Wendy Loretto, the dean who was appointed this year, says the school created a women in leadership elective and opened a recruitment drive to draw in a wider range of candidates, not just by gender, but also by age and business sectors.
The problem, she says, was not finding suitable women but convincing them that they were good enough for a place. A recruitment relationship manager was hired, whose job was to get to know each MBA candidate, offering support throughout the admissions procedure. “That makes a huge difference,” Prof Loretto says.
Among the female recruits was Monika Mraz, who joined this year’s intake from Unicef, where she had worked as vice-president of global cause partnerships. She claims the course content was more important to her than classmates’ gender.
“I wanted to improve my strategic leadership skills,” the 45-year-old says.
Jazmin Zaputovich, who was trade marketing director at drinks company Anheuser-Busch InBev in Paraguay before starting her MBA, adds that she did not focus on diversity when selecting schools, but has since studiedthe glass ceiling women encounter at work.
“Diversity in all its forms, [including] cultural background and age, is attractive,” she says.
Edinburgh students cite the relatively low cost of the MBA — £27,400 this year compared with £75,100 at number six-ranked London Business School. Edinburgh does not offer special scholarships for female candidates but is considering doing so, Prof Loretto says.
Increasing female representation on faculty teams may be harder than improving student gender balance. The 2017 FT ranking had four schools with more than 40 per cent of the faculty female and 18 with 35 per cent or more.
Of the top 16 schools on the FT’s MBA ranking, all but one has at least a 30 per cent female student intake. Only one, Madrid’s IE, has more than 30 per cent female faculty. Across all UK universities, more than 40 per cent of academic staff are women, according to the Higher Education Statistics Agency.

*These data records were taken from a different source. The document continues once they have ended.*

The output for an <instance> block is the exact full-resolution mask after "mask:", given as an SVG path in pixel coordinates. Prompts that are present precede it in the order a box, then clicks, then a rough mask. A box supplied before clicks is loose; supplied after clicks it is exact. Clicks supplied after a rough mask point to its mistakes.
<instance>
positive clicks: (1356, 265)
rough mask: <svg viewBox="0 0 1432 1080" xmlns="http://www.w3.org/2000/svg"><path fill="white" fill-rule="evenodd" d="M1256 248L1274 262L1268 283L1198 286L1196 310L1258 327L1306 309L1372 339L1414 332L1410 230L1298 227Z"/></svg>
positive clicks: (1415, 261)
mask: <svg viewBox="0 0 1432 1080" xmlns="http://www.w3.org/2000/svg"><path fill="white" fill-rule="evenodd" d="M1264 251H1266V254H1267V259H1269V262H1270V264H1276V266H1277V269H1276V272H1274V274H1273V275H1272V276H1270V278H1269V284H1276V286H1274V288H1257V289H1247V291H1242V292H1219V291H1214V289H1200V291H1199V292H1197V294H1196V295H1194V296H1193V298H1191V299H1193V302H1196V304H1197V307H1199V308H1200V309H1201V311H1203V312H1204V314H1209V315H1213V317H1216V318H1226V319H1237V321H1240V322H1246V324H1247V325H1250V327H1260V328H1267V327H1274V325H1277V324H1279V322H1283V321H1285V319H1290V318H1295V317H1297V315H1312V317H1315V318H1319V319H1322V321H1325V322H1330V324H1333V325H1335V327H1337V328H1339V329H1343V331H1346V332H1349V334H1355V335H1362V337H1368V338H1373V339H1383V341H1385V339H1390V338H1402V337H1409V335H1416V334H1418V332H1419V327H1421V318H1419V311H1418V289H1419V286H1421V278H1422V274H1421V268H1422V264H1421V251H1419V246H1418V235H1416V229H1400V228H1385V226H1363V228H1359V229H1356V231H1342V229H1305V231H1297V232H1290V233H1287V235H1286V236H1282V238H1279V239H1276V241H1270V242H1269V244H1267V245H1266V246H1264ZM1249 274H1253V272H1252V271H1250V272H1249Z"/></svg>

Flexibility is one reason for Edinburgh’s relatively high proportion of women teachers. Jo Young was asked to lead a new venture elective when the MBA course was revamped. She had already taught at Edinburgh after completing her PhD in neuroscience and informatics at the university.
The teaching post was a freelance role, involving just a week of full-time teaching a year, which allowed Ms Young to build a business outside work, providing training and editing support for early-career academic researchers.
“I loved being a university researcher but in the field I was in you would be expected to move countries every two years and I wasn’t in a position to do that,” she says.
Edinburgh has gone out of its way to hire female business executives on to faculty. Caroline Marchant, a marketing lecturer on the MBA course, worked for more than a decade in the banking industry. She started teaching as a guest speaker at Heriot-Watt University in Edinburgh, before moving into academia in 2012.
“The academic environment is more family friendly but that is not just a benefit to women,” she says, adding that the main reason she took the full-time role at Edinburgh was a realisation that she loved academia more than banking.
More women will apply to do MBAs if they can see others like themselves at the front of the class, argues Lesley Symons, founder of lobby group The Case for Women, which promotes female presence in business schools.
Ms Symons believes the problem is wider, with women often more likely to teach non-core elements of MBA courses. “Students in the finance stream will never see a woman leading the classroom,” she says. “Women and men are stuck in gendered pathways.”